Section 3: Accreditation and training

18.Section 3 requires the Director to establish a system for the accreditation of financial investigators. Certain accredited financial investigators will have powers to apply in England, Wales and Northern Ireland for restraint orders and certain ancillary orders under Parts 2 and 4, and for certain investigation orders under Part 8. Subsections (3) and (4) provide that the Director may provide different classes of accreditation for different purposes. Subsection (7) requires the Director to make provision for the training of persons both in financial investigation and in the operation of the provisions of the Act. The section does not require that the training should be delivered directly by ARA, but the Director must ensure that training is made available.

Section 4: Co-operation

19.Section 4 requires the Director and other persons with investigation or prosecution functions to co-operate with each other in the exercise of their functions under the Act.

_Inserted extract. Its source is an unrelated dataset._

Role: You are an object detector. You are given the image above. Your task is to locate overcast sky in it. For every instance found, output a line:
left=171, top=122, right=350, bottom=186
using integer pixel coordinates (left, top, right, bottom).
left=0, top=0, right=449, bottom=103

Such persons would include police officers, officers of HM Customs & Excise and members of the Crown Prosecution Service and the National Criminal Intelligence Service.

Section 5: Advice and assistance

20.Section 5 requires the Director to give such advice and assistance to the Secretary of State as he may reasonably require, in relation to the matters set out in section 5(a) and 5(b). The Director might, for example, if required to do so, propose amendments to the Government’s strategy and targets for recovering the proceeds of crime. He might also be required to advise and assist the Secretary of State on matters connected with his own functions.